Lawyer Robert O’Brien To Support Donald Trump


On Wednesday, Sept. 18, the American president announced he had chosen a Republican attorney to succeed the excitable John Bolton. Bolton’s successor will be the fourth person to take up the position in less than three years.

Working with Donald Trump in the White House is no easy task. Even less so when it comes to advising him on matters of national security. Since January 2017, the American president has already gone through three men, including John Bolton, who was dismissed at the start of September. Three advisers, which is as many as Barack Obama had in the eight years of his presidency, and one more than George W. Bush had during his two terms in office. However, the newcomer, Robert O’Brien, presents a less controversial profile than his predecessors.

A Republican Attorney from the West Coast

By choosing O’Brien, Trump seems to have changed his approach. Done with ex-military men (Michael Flynn and H.R. McMaster) and the warmongers (John Bolton); a man of law instead. At 53 years old, this University of California, Berkeley Law graduate is among California’s most important attorneys.

And it is through law that O’Brien became interested in international affairs, first as a part of a large firm before founding his own practice in Los Angeles. But before he was appointed, in May 2018, as the special presidential envoy for hostage affairs, a position created by Barack Obama and continued by his successor, his foreign policy experience was limited to ad hoc assignments at the crossroads between law and diplomacy.

However, he is more active in conservative think tanks, defending a traditional Republican approach in his writing in keeping with Ronald Reagan, and adopting Reagan’s slogan “peace through strength.” This classic approach within the American right wing – suspicion of Moscow, hostility toward authoritarian regimes, etc. – led him to advise Mitt Romney, a Mormon like himself, during Romney’s 2012 presidential campaign, then Scott Walker and Ted Cruz, in their race against Trump six years later during the Republican presidential primaries.

Advising on National Security, a Role Apart

Washington D.C. welcomed this choice of a more discreet and moderate adviser than it did his predecessor, notably because his personality seems more fitted to the complex role of advising on national security than that of, for example, John Bolton.

This position, which does not require confirmation by the Senate, a compulsory step for all important roles in American government starting with the secretary of defense and secretary of state with whom O’Brien will have to work, is in keeping with the work of both an adviser and a coordinator.
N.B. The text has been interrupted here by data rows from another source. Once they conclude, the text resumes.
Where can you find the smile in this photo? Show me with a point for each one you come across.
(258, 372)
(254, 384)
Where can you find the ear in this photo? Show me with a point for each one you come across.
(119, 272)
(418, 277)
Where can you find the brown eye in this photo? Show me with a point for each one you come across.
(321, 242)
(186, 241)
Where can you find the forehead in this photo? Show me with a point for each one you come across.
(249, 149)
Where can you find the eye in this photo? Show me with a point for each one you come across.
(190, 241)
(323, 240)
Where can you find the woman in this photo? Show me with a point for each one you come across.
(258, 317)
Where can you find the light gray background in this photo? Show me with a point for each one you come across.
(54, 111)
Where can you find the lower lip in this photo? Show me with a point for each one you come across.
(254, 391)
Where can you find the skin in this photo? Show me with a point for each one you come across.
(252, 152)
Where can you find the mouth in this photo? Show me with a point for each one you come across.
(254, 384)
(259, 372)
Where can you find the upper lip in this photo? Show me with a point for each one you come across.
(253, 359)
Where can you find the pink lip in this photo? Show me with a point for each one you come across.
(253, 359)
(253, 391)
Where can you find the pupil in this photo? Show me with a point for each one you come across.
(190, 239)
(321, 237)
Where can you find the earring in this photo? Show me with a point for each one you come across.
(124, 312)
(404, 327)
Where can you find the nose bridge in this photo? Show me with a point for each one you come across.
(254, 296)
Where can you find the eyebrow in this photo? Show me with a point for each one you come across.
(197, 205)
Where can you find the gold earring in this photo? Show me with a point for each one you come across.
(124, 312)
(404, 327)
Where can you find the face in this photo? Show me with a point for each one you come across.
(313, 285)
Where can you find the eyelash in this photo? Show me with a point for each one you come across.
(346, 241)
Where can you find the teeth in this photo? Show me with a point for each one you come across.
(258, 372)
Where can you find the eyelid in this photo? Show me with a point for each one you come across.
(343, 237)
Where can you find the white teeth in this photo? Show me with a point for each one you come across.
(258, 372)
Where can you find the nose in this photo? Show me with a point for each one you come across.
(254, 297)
The National Security Council was founded during the Cold War to coordinate the work and the concurrence of different branches of the military, diplomatic corps and American intelligence agencies. O’Brien will therefore have to provide his own opinion as much as he will have to facilitate the opinions of others in order to help the president make informed decisions based on access to different points of view.

4 National Security Advisers in Less than 3 Years

By accepting this position, O’Brien is following in the footsteps of the great names of American foreign policy, like Henry Kissinger (Richard Nixon), Zbigniew Brzezinski (Jimmy Carter) and Colin Powell (Ronald Reagan). These predecessors played a key role in their time due to their vision of Uncle Sam’s diplomacy, their attitude during moments of crisis and the length of time they spent at the sides of the presidents they advised.

For O’Brien, the challenge is sizable, primarily due to the current climate set against a backdrop of the war on terror, tensions with Iran, Russia’s assertiveness and the emergence of China. The challenge is also formidable due to Trump’s personality, and his somewhat erratic foreign policy, viewed as such even in the eyes of his political allies. As a testament to this, there is the altercation that occurred recently between the president and an influential senator on matters of foreign policy. The altercation involved Lindsey Graham, a South Carolina Republican, who believes that “the measured response” from the president when the Islamic Republic took down an American drone in June was “clearly seen by the Iranian regime as a sign of weakness.”

“No Lindsey, it was a sign of strength that some people just don’t understand!” replied the president.